0

If you are given a list of documents, with strings in the documents, how do you go about and search from the documents and return the list of documents that contains the string that you were searching for?

How would I go about implementing a program in Python or C for this problem statement? I've considered grep, but I'm not sure how implementing that inside of a native Python/C application would work.

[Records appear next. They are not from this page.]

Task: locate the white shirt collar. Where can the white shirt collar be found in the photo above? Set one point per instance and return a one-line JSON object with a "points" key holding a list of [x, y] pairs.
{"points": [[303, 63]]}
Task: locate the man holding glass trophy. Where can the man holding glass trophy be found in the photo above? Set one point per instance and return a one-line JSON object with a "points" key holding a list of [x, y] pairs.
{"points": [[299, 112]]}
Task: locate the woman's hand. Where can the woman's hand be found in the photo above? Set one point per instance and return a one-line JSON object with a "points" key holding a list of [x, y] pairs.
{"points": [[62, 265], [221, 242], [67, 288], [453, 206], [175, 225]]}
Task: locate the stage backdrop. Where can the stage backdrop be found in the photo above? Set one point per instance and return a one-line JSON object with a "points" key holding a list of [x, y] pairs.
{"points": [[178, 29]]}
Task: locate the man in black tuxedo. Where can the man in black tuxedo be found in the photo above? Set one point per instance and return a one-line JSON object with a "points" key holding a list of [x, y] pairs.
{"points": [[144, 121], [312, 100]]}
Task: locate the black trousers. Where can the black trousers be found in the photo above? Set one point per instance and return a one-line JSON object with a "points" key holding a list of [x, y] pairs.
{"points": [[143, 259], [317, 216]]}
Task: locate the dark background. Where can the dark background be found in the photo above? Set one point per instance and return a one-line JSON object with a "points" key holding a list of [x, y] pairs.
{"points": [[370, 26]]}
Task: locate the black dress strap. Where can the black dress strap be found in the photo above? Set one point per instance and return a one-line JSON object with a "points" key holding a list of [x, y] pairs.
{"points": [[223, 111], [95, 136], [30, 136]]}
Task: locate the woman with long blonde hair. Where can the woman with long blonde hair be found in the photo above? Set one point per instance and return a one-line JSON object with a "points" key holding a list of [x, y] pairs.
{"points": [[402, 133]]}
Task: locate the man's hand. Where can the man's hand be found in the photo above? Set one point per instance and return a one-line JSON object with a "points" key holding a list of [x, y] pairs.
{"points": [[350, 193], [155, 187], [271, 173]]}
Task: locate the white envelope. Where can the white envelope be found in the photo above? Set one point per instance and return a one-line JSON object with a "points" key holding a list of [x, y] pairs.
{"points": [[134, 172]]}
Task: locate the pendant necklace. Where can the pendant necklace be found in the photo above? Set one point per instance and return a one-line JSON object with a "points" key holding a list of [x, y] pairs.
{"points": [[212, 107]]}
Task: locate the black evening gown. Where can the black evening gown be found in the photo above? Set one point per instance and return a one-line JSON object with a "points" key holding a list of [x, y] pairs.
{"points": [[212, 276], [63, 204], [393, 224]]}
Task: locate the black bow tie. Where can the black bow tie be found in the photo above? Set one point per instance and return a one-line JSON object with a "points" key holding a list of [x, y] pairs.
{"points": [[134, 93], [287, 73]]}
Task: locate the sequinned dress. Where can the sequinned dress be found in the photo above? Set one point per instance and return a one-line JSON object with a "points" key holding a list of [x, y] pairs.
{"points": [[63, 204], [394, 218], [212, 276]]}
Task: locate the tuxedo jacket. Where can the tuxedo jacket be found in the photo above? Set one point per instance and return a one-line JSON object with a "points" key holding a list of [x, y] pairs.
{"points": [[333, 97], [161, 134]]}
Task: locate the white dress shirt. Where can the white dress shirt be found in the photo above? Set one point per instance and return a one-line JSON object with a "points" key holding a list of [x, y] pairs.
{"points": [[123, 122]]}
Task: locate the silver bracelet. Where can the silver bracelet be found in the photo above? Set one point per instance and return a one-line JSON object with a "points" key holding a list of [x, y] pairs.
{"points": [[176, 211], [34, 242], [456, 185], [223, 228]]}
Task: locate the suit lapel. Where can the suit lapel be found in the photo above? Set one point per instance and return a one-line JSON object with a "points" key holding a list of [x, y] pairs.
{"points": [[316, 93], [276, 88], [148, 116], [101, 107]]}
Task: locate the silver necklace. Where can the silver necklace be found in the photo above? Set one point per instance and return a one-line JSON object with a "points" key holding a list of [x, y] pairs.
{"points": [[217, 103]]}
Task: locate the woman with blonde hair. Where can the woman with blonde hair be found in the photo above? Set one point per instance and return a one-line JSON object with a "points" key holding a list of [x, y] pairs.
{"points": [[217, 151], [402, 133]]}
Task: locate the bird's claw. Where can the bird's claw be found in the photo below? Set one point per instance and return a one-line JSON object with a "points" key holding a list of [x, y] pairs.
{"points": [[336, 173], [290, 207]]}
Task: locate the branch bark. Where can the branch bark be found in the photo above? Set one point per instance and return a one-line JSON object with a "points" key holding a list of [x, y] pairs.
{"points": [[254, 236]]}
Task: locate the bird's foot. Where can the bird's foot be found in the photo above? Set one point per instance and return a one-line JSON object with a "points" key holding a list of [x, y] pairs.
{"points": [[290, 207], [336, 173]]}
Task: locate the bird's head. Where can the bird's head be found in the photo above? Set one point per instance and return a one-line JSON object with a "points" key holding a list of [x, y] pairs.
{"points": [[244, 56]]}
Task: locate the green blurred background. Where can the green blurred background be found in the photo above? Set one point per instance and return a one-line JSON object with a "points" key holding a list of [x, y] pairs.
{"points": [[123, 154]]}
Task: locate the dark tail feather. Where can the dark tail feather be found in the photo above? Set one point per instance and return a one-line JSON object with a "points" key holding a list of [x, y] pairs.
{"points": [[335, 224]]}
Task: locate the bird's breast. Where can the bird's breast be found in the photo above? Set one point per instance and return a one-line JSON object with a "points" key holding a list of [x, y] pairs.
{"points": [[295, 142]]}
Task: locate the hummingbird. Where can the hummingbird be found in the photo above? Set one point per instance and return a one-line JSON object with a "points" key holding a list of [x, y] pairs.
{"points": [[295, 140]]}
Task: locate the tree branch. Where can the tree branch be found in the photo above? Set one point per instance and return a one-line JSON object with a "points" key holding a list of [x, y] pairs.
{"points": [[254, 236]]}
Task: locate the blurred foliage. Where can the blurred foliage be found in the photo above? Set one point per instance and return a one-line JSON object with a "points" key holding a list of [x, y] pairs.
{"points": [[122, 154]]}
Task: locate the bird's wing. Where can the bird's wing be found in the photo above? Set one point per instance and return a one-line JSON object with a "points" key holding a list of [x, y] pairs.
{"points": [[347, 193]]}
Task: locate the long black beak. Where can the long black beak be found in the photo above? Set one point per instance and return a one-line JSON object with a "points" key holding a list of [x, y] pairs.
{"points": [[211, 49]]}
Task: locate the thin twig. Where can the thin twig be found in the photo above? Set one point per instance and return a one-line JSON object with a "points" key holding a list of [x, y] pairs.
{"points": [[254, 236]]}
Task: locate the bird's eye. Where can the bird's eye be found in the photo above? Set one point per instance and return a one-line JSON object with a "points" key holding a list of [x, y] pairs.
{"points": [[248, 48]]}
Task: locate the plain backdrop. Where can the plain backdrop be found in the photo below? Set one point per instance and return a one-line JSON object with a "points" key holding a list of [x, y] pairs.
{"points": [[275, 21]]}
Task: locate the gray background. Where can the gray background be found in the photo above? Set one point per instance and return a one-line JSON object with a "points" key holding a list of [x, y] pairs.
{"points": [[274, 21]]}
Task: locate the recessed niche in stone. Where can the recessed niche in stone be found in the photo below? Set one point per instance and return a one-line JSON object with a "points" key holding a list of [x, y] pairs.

Thought process at the moment is simply to parse through documents in a loop, then parse through all strings, etc., but it seems a little inefficient.

Any help appreciated.

wowdavers
  • 111
  • 1
  • 2
  • 9
  • 2
    You mean, the equivalent of `grep -le pattern document1 document2 .. documentN`? – Nominal Animal Oct 30 '16 at 19:38
  • @NominalAnimal Yeah, I think so. I've only used grep once or twice, but I'm looking to implement with Python or C. – wowdavers Oct 30 '16 at 21:24
  • Both [C](http://man7.org/linux/man-pages/man3/popen.3.html) and Python [2](https://docs.python.org/2/library/subprocess.html) and [3](https://docs.python.org/3/library/subprocess.html) support `popen()`. With it, you can run a shell command like the `grep` mentioned above, and read the results as `grep` produces them, without using a temporary file or other such mess. – Nominal Animal Oct 30 '16 at 22:02

1 Answers1

2

The simple solution is just as you stated: loop through the files and search through each one.

Naive approach

for file in files:
  for line in file:
    if line contains pattern:
      print file.name

If you wanted to be a little better, you could immediately bail out of the file as soon as you found a match.

Slightly better

for file in files:
  for line in file:
    if line contains pattern:
      print file.name
      break # found what we were looking for. continue to next file

At this point you could attempt to distribute the problem across multiple threads. You will probably be IO bound and may even see worse performance because multiple threads are trying to read different parts of the disk at the same time

Threaded approach

for file in files:
  # create new worker thread which does...
  for line in file:
    if line contains pattern:
      # insert filename into data structure
      break # found what we were looking for. continue to next file
# wait for all threads to finish, collect and display data

But if you are concerned about performance, you should either use grep or copy how it works. It saves time by reading the files as raw binary (rather than break it up line by line) and makes use of a string searching algorithm called the Boyer–Moore algorithm. Refer to this other SO about how grep runs fast.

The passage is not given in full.